According to the latest statistics surrounding COVID-19 in the Philippines, the country’s total number of cases has already reached a whopping 578,000. Still, many hopeful for better days given that vaccines are already being distributed in the country, and more are in the trial phase already.
However, despite the availability of a COVID-19 vaccine, there is one more problem the world has to face during this pandemic: the new strains. (Read: New COVID-19 Variants: Here’s What You Need to Know)
As previously reported by health experts, several strains of SARS-COV2 (the virus responsible for COVID-19) have been found in different portions of the globe— there’s the UK, South Africa, and Nigeria variant, among others, that have been found to be more infectious than the original strain.

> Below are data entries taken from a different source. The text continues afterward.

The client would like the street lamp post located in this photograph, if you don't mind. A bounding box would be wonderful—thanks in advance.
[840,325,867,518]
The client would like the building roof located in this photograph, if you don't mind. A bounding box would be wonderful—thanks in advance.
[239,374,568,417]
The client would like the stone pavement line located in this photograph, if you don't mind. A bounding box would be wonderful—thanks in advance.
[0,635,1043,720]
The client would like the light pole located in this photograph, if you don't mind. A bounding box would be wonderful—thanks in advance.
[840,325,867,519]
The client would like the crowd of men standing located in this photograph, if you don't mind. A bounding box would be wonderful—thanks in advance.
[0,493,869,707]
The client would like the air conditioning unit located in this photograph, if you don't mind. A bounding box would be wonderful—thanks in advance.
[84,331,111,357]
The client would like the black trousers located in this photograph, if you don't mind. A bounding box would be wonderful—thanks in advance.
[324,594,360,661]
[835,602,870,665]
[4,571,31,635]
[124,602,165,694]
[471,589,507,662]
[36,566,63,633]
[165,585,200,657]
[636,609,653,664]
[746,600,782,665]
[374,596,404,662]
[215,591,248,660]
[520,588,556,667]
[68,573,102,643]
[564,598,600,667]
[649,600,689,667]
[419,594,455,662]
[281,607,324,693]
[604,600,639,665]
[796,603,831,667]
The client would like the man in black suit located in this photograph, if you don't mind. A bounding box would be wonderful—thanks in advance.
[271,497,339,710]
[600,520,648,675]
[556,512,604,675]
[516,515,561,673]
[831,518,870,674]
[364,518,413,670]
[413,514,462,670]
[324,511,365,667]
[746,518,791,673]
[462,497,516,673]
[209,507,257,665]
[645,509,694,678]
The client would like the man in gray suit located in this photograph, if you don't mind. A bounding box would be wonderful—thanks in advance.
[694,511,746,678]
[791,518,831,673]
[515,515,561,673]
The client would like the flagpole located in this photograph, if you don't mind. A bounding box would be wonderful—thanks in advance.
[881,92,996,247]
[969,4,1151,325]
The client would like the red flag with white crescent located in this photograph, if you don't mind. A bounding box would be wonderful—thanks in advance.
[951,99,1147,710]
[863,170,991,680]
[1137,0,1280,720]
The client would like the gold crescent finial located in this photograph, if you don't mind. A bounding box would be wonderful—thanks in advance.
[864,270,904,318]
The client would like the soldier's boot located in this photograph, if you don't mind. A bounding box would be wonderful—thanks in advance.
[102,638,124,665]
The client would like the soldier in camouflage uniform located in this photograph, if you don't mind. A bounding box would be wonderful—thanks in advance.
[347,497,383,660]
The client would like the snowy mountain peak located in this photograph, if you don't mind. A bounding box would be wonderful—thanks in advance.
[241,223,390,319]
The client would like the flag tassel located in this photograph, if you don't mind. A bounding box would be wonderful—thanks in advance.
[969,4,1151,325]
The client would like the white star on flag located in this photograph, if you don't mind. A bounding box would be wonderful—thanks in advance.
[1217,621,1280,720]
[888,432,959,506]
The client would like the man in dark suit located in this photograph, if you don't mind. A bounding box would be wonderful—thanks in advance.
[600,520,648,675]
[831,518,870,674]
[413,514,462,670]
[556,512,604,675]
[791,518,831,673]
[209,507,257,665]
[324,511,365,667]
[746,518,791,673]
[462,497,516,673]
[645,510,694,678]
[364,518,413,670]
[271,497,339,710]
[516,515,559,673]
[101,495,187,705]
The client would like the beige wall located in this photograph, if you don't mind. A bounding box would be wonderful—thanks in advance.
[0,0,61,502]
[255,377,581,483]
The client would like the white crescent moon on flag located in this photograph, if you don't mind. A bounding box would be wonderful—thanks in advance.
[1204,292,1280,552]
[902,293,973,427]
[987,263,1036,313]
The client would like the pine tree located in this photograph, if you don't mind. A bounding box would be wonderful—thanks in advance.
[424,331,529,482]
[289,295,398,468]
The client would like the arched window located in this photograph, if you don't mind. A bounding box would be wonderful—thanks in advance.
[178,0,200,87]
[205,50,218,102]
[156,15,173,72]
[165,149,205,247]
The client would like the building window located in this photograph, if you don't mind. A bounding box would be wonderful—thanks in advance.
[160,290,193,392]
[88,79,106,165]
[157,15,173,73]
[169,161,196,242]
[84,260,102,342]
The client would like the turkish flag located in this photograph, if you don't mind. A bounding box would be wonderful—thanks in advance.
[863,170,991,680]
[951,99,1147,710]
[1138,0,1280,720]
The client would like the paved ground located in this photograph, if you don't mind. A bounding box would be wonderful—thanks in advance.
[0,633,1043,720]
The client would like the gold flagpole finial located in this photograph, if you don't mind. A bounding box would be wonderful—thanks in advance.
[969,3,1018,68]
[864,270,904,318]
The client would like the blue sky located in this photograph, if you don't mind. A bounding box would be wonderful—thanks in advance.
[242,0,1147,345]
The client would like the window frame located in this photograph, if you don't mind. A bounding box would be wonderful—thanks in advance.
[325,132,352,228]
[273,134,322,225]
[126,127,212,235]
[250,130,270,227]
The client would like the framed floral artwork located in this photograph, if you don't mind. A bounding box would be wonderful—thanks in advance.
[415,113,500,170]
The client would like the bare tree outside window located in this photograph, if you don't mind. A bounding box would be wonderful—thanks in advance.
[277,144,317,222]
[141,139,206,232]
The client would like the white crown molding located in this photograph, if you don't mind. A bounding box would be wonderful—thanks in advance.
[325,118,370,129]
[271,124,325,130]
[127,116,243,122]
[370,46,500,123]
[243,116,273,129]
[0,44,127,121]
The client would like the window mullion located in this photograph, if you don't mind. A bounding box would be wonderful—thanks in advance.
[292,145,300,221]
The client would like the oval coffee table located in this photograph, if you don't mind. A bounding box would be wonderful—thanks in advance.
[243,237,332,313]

And now, scientists are alarmed over another variant that recently surfaced and allegedly came from Brazil.
Brazil COVID-19 Variant
According to a study by the São Paulo and Oxford Universities, the Brazil variant was said to have emerged sometime around November 2020, and tallied its first infection in the following month. The variant, known as the P.1 COVID-19 variant, is said to have spread in Manaus, a jungle city in the country.
According to experts who are looking into its origins and emergence, the P.1 variant had a “unique constellation of mutations.” What is more alarming is that in the succeeding eight weeks, the Brazil variant “overtook” the other variants and became the dominant strain in the area.
In fact, according to research, the variant’s infection proportion grew from zero to 87% in just those eight weeks. (Read: ‘Children May Be Supercarriers of COVID-19 UK Variant’ – Experts)
A Contagious Variant
The study, though not yet peer-reviewed, also found that some of their subjects who had previously been infected with COVID-19 and recovered were re-infected by the P.1 variant. (Read: More Animals Get Infected as New COVID-19 Variants Arise)
Out of 100 subjects, the researchers found that “somewhere between 25 and 61 of them are susceptible to re-infection with P.1,” according to Imperial College London’s Nuno Faria, a virus expert and co-lead researcher in the study.
“There’s no concluding evidence really to suggest at this point that the current vaccines won’t work against P.1,” he added, “I think it [vaccines] will at least protect us against disease, and possibly also against infection.”